In 1962, Smith wrote that at Camp Nye, Wells was asked to describe his actions. In 1972, Egan wrote that McDermit brought charges against Wells because Wells had violated a standing order by not taking prisoners. The court of inquiry acquitted Wells on the basis of Wells' account that the Paiute had fired first.

In 1971, Sessions Wheeler recounted newspaper coverage of the skirmish in detail, and includes citations to newspaper articles around the time of the skirmish that state that 14 to 15 scalps were taken. Wheeler also quotes Major McDermit as stating that 32 were killed and "all but two were men." rather than 29. Wheeler states that a thorough search of military records found no evidence of any investigation into the event. Wheeler notes that in the aftermath, "the Black Rock Desert region became the principal battleground for a conflict which, in respect to its ferocity, probably had no equal in Nevada history."

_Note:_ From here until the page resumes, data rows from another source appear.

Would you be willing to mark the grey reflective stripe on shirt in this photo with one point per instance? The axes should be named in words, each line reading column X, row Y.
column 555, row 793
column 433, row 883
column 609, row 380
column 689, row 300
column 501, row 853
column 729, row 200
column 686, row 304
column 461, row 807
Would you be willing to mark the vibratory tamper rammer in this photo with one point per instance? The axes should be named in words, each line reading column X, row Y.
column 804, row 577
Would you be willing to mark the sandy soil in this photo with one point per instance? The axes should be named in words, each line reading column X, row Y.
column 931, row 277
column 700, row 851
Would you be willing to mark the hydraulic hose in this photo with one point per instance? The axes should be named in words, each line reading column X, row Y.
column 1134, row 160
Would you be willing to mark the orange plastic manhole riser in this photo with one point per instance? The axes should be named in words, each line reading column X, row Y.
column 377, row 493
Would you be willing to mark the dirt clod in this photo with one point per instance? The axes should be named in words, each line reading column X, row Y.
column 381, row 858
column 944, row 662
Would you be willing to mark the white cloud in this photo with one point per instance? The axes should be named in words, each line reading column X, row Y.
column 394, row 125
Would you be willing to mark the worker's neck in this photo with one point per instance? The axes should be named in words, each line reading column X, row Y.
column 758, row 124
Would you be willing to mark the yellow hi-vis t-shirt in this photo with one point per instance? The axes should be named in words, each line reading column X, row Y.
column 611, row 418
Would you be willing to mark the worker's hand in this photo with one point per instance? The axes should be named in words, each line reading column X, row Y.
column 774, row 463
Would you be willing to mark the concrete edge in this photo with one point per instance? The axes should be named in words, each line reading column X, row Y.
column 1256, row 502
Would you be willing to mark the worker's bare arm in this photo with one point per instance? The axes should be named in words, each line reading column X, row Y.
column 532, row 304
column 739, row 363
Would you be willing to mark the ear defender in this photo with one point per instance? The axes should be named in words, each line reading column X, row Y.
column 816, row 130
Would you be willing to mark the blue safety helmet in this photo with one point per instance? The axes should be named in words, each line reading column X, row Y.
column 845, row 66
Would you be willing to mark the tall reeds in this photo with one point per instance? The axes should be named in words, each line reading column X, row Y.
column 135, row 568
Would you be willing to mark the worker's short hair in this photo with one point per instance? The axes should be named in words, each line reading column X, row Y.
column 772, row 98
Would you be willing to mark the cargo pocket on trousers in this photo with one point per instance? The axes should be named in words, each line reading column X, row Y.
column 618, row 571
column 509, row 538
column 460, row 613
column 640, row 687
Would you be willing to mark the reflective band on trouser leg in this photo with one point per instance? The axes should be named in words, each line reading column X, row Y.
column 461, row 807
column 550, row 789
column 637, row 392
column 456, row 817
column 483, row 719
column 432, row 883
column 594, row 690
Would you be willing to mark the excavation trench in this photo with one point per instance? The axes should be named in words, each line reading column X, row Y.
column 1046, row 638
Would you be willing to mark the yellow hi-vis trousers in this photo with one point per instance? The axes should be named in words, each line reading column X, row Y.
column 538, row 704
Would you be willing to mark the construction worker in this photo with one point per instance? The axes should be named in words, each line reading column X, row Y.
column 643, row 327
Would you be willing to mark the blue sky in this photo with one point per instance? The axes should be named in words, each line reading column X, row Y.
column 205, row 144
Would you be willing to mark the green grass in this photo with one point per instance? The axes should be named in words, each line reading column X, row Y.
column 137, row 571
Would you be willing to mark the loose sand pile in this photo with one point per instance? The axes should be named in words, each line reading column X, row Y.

Most of the local newspaper coverage applauded Wells for his actions, reflecting the savage attitude of the men of the Comstock Lode. However, while the Virginia Daily Union initially called to "let loose the dogs of war, and cry havoc" the paper later questioned how Wells's company survived such a fight with only one wounded returning volunteer, and why no weapons had been confiscated from the enemy. The Virginia Daily Union's subsequent call for an investigation into this military action has no recorded response. Sarah Winnemucca claims violent community support for Wells echoed beyond the incident, "They went after my people all over Nevada. Reports were made everywhere throughout the whole country by the white settlers, that the red devils were killing their cattle, and by this lying of the white settlers the trail began which is marked by the blood of my people."